What goes up must come down, or so some investors thought as the TSX reached record highs last week. The index surged past 15,000 with a performance that, if sustained, would mark the first time that TSX outperforms the S&P 500.
But the last time the TSX hit a new record high in 2014, it didn’t take long to enter a bear market, causing trepidation among some market spectators.
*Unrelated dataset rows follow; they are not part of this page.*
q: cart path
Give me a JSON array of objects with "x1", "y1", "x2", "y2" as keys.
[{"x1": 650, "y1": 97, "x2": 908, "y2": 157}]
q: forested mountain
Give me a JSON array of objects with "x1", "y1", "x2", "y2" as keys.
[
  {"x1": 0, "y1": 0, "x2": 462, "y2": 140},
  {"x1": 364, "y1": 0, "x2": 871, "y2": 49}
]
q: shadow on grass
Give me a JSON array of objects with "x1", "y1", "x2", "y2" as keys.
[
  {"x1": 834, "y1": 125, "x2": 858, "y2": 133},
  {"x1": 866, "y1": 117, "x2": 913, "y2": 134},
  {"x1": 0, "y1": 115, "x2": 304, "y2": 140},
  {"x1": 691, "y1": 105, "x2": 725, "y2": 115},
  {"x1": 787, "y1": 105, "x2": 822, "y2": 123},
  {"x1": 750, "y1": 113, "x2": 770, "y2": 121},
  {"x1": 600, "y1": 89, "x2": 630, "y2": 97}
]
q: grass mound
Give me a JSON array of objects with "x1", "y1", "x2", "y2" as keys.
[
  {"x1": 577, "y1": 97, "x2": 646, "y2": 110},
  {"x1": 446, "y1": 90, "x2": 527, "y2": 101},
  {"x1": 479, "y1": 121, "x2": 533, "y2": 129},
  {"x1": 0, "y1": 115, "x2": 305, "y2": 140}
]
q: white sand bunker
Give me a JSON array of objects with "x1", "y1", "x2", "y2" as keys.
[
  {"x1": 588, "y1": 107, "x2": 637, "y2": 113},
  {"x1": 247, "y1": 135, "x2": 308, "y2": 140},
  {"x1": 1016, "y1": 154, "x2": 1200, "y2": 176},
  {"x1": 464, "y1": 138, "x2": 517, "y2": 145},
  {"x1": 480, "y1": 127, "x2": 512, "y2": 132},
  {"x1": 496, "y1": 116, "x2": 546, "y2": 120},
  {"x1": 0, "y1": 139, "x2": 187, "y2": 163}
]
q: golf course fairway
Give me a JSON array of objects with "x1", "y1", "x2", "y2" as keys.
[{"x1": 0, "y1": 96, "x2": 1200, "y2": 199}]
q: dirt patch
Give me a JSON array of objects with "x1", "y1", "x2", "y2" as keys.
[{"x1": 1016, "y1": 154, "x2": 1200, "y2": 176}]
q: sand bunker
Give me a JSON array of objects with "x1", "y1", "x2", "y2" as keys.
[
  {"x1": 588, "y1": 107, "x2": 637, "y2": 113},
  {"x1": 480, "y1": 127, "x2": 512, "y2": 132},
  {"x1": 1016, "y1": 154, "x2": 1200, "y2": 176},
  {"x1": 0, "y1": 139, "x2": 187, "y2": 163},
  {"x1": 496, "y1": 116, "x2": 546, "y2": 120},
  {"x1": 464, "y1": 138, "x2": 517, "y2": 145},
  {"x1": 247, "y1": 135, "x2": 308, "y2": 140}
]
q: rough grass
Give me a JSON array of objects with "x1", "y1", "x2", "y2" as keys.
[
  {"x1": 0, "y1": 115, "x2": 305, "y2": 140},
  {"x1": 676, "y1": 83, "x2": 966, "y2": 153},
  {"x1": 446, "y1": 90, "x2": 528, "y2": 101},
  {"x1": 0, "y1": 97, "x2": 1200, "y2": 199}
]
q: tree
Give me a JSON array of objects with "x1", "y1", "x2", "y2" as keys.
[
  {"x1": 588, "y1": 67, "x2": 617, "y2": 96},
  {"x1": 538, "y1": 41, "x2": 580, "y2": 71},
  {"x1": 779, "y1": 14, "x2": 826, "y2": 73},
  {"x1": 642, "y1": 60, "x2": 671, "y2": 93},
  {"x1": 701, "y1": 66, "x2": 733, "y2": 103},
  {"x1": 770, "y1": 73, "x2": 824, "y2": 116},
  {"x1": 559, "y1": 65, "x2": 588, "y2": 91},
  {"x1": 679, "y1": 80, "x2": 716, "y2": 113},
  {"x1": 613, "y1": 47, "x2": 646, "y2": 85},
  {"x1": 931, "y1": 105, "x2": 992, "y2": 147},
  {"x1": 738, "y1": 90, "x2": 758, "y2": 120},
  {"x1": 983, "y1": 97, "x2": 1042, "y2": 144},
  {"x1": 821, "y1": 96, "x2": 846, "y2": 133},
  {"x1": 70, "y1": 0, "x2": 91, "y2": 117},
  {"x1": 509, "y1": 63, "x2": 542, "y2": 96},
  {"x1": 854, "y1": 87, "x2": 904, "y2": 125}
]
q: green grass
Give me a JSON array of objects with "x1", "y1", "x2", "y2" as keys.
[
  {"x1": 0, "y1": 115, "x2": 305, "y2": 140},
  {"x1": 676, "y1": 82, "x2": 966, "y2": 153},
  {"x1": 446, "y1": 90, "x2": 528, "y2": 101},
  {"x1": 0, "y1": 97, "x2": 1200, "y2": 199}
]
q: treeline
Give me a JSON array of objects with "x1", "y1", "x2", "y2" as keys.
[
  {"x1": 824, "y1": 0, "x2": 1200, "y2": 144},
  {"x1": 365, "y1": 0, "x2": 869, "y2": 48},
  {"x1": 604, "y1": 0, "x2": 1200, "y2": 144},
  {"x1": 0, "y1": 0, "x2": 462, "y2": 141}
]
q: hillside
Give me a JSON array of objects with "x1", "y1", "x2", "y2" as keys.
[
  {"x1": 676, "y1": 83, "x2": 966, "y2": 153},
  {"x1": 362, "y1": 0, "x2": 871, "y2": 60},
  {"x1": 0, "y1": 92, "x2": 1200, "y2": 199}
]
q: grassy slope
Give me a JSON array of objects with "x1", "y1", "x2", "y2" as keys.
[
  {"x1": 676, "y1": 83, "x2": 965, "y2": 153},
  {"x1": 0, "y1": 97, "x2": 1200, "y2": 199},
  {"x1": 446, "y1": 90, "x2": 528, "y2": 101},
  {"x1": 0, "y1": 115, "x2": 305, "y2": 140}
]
According to an article from the Globe and Mail,
BMO Capital Markets investment strategist Brian Belski sees hard times in the next 12 months. “A broad policy shift in the U.S., especially relative to Canada (less regulation and renewed fiscal stimulus), will likely see asset flows swing back to the US at some point during the year,” he said.
“At this writing, the Canadian benchmark is trading at 16.4 times forward earnings (and the energy sector at 34 times),” according to a note by Stéfane Marion and Matthieu Arseneau, economists at National Bank Financial
The figure necessitates a growth of 22.6% over the next 12 months, more than twice the 10.8% earnings required to justify the S&P 500’s multiple. “For the Canadian economy to support that earnings growth, despite a limited upside for domestic demand after the debt binge and housing surge of recent years, much is riding on exports,” they wrote.
Economic indicators also point to a subdued outlook for Canada, with unemployment rising due to ongoing layoffs in the resource sector and lackluster figures showing an export industry refusing to be ignited by a weak loonie and cheap fuel prices.
In addition, the safe-haven perception that had caused investors to seek out Canada prior to the US elections might have died down as investors see upsides to a Trump presidency. “As fear and negative rhetoric potentially abate in the US during the year, global investors may indeed sharpen their focus on the US again,” Belski said.
Marion and Arseneau are skeptical with regard to the current TSX rally’s sustainability, predicting it to fizzle out and end in 2017 at 15,400. “At this juncture, until we get to know the actors a little better, we prefer to keep our asset mix unchanged with an above-average weighting in cash,” they said.